Max salió a los pocos segundos. Llamó un taxi y se alejó, dejándome el campo libre.
Acto seguido eché a correr hacia el ascensor Treinta segundos después me hallaba a bordo de mi automóvil, el que me dejó a cincuenta metros de la puerta de la casa de Rivers diez minutos más tarde.
Saqué una navajita del bolsillo y manipulé en el interruptor eléctrico que cerraba la verja. El paso quedó libre poco después.

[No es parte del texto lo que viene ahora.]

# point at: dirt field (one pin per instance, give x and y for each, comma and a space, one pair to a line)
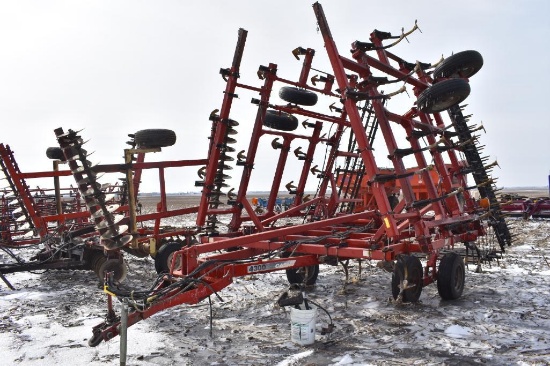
503, 317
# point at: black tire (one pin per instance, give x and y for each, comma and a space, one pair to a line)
154, 138
451, 276
460, 65
407, 267
302, 275
298, 96
55, 153
280, 121
443, 95
163, 258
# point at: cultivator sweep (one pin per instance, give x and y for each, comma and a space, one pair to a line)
362, 210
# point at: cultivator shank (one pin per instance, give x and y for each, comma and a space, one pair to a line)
412, 212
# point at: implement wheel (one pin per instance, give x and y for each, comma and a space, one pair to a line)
163, 259
154, 138
451, 276
280, 120
443, 95
298, 96
407, 278
460, 65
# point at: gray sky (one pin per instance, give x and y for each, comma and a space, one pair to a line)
115, 67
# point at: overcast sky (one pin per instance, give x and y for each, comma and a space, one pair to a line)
116, 67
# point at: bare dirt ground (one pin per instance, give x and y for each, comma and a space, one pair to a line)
503, 318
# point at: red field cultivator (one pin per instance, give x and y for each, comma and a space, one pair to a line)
49, 228
418, 236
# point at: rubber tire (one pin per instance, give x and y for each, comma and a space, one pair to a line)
451, 276
460, 65
296, 275
295, 95
154, 138
163, 258
55, 153
443, 95
280, 121
413, 268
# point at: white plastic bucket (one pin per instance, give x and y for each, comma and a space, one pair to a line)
302, 325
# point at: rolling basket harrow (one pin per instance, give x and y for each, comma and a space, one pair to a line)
362, 210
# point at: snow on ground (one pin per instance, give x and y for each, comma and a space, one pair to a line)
503, 318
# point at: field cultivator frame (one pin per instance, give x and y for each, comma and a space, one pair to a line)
416, 236
53, 225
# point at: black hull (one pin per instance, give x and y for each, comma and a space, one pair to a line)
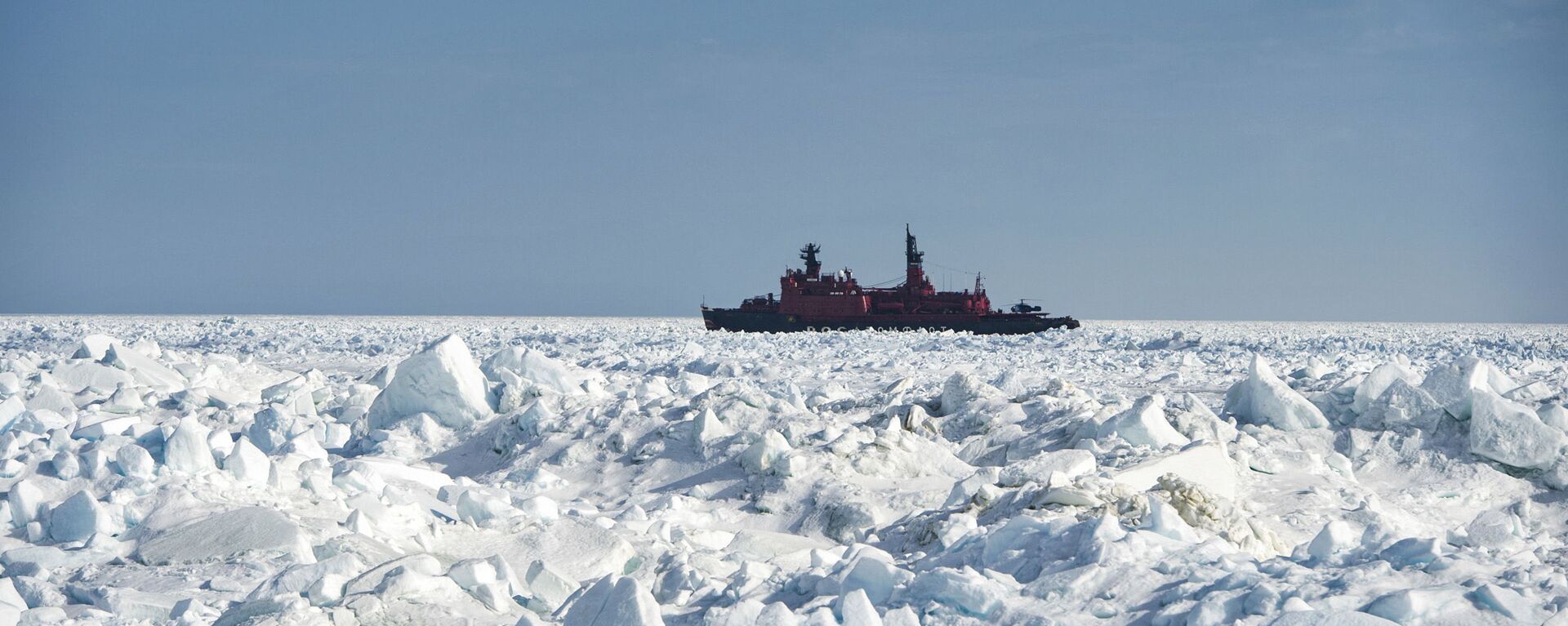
737, 321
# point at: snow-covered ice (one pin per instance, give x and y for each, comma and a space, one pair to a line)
645, 471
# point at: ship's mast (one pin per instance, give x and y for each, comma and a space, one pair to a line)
809, 256
913, 273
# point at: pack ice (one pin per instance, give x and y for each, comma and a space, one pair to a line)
645, 471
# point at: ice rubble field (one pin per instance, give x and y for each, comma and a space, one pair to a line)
615, 471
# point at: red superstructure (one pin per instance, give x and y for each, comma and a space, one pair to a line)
813, 302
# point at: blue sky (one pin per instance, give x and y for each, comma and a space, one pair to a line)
1140, 161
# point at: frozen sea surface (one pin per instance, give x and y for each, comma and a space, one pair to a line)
630, 471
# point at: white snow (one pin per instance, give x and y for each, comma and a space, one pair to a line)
1266, 401
1143, 424
364, 471
1510, 433
441, 382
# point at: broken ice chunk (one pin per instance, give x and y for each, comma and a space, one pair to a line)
1266, 401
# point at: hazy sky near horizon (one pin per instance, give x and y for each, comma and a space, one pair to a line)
1392, 161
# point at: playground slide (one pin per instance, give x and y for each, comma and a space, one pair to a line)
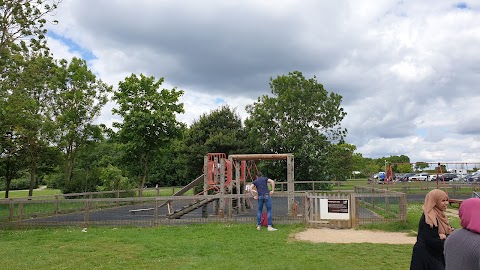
182, 191
189, 208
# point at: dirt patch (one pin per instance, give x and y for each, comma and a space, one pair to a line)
326, 235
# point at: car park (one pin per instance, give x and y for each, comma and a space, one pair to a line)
474, 177
419, 177
447, 177
405, 177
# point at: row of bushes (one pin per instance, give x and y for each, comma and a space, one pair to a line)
17, 184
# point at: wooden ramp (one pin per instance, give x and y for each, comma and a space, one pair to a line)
189, 208
182, 191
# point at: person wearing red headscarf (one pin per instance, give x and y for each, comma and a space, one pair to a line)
462, 247
433, 229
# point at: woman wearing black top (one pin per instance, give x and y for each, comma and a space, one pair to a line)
433, 229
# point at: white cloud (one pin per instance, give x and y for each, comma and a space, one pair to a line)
407, 70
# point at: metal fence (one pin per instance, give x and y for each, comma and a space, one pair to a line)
143, 211
367, 205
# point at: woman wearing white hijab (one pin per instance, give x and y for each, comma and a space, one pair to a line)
462, 247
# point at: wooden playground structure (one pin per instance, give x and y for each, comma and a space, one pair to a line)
226, 175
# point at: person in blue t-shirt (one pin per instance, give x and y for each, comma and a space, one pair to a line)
264, 198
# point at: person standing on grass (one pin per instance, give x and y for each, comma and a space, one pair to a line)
264, 198
462, 247
433, 229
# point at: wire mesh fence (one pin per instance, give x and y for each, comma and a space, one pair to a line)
144, 211
367, 205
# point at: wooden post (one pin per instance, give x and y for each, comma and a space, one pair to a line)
86, 214
12, 207
20, 212
155, 213
56, 204
290, 184
222, 189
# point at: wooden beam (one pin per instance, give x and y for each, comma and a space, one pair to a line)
259, 156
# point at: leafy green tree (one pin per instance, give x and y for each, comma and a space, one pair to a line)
300, 118
20, 19
11, 162
22, 31
149, 121
340, 161
219, 131
33, 99
112, 179
419, 166
78, 99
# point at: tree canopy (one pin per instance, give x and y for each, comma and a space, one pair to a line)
300, 117
149, 121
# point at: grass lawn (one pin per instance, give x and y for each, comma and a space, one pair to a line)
206, 246
36, 192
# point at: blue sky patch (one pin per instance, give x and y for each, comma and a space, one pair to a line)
73, 47
461, 5
219, 101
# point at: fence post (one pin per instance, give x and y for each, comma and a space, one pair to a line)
20, 212
56, 204
12, 207
86, 214
155, 213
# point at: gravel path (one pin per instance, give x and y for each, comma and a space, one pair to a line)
326, 235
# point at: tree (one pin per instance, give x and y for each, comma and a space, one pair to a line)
149, 121
301, 118
219, 131
340, 161
22, 31
78, 99
21, 19
419, 166
10, 162
32, 94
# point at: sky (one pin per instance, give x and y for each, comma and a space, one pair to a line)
408, 71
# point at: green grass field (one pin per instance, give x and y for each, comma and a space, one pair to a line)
206, 246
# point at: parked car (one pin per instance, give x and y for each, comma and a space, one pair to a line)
474, 177
419, 177
405, 177
448, 177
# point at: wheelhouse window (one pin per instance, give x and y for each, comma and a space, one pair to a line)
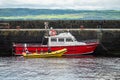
61, 40
69, 40
53, 40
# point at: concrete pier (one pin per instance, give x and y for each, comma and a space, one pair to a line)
109, 38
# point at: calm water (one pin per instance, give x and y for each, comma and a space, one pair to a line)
79, 68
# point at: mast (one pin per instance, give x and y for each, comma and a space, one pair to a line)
47, 34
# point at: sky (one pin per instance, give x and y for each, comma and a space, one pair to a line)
62, 4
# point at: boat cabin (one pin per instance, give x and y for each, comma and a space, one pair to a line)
63, 39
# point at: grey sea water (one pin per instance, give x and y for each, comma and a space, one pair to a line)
65, 68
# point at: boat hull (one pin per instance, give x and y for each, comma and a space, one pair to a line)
58, 53
71, 50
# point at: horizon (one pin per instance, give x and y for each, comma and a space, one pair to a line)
68, 4
64, 9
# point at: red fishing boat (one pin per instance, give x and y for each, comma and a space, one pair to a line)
57, 42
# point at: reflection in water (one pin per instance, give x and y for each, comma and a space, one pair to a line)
66, 68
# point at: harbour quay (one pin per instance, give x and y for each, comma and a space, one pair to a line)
108, 37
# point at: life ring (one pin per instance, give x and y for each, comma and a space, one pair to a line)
52, 32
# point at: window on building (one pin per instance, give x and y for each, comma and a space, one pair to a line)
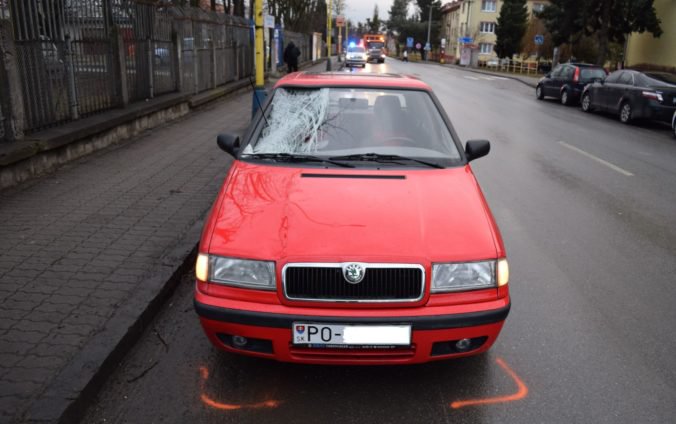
485, 48
487, 27
488, 5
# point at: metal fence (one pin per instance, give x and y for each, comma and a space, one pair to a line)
80, 57
215, 48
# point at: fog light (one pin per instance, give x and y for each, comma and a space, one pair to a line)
241, 341
463, 344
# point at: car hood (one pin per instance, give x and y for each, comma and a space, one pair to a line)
291, 214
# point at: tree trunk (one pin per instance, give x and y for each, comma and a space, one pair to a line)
603, 32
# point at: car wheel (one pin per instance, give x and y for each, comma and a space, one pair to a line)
565, 99
586, 102
625, 113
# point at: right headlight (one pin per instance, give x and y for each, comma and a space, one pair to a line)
451, 277
236, 272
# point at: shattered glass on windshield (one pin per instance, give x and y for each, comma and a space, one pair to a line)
295, 121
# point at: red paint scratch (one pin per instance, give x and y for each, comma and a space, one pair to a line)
522, 391
204, 373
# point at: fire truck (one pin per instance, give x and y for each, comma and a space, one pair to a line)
375, 47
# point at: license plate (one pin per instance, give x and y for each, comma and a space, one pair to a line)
325, 335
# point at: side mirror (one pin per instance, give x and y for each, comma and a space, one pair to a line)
228, 143
475, 149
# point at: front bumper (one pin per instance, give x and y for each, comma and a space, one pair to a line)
352, 62
435, 329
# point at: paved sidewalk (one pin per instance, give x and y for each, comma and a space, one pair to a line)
85, 250
76, 245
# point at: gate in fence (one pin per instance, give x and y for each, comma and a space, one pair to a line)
80, 57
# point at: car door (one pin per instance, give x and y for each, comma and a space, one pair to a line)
620, 90
603, 96
550, 83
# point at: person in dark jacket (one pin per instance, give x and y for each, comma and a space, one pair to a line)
291, 54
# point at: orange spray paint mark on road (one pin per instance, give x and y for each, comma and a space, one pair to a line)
521, 393
204, 372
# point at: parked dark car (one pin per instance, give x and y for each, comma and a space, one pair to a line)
567, 81
633, 95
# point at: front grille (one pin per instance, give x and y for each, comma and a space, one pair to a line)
380, 283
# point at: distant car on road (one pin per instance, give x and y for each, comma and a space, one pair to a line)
356, 56
633, 95
567, 81
351, 230
377, 55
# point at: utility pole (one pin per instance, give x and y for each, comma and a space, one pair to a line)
259, 90
329, 18
428, 47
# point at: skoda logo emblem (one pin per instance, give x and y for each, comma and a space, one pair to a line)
353, 273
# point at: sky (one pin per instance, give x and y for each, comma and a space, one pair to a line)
359, 10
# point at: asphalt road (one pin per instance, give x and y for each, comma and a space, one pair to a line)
587, 209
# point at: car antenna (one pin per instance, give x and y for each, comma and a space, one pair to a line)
258, 102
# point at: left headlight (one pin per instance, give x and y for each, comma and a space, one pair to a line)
245, 273
453, 277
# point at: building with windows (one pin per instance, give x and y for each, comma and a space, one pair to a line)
644, 50
469, 26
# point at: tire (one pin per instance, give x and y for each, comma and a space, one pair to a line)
625, 112
539, 93
585, 103
565, 98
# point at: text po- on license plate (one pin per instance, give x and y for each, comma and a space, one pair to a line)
323, 335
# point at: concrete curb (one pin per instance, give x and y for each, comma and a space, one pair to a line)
495, 74
68, 396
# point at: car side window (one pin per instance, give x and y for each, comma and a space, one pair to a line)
613, 77
626, 78
557, 71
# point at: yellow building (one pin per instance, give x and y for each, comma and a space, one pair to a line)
646, 50
475, 20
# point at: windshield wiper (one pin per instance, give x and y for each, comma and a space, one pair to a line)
375, 157
287, 157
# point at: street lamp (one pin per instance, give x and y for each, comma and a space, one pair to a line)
259, 89
329, 16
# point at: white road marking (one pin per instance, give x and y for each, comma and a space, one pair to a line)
597, 159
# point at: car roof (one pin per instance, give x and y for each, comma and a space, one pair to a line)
350, 79
585, 65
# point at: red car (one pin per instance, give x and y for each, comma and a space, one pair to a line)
351, 230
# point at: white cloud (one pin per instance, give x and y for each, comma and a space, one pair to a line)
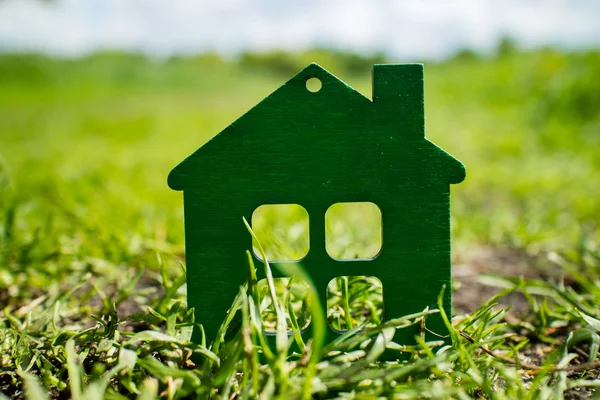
404, 28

Crucé el jardín con paso cauteloso, procurando no ser visto desde la casa. En lugar de dirigirme a la entrada, traté de buscar la ventana del despacho del dueño de la mansión.
No tardé mucho en hallarla. Levanté el bastidor sin hacer el menor ruido y acto seguido pasé al interior de la estancia.
Llegué de puntillas hasta la puerta y escuché. No se oía el menor ruido. Satisfecho al respecto, emprendí mi labor.
Me costó más de una hora, pero al fin encontré lo que buscaba. Estaba precisamente debajo del retrato de la difunta Sally Rivers, sujeto al marco con un ligero toque de goma arábiga, y era un sobre de papel manila y tamaño medio folio, conteniendo unos documentos que parecían ser muy interesantes, a juzgar por su grosor.
Me dispuse a abrir el sobre para satisfacer mi curiosidad. Entonces, una voz bronca, de indudables tonos masculinos, sonó a mis espaldas.
—No toque esos papeles si quiere seguir viviendo, Balfour.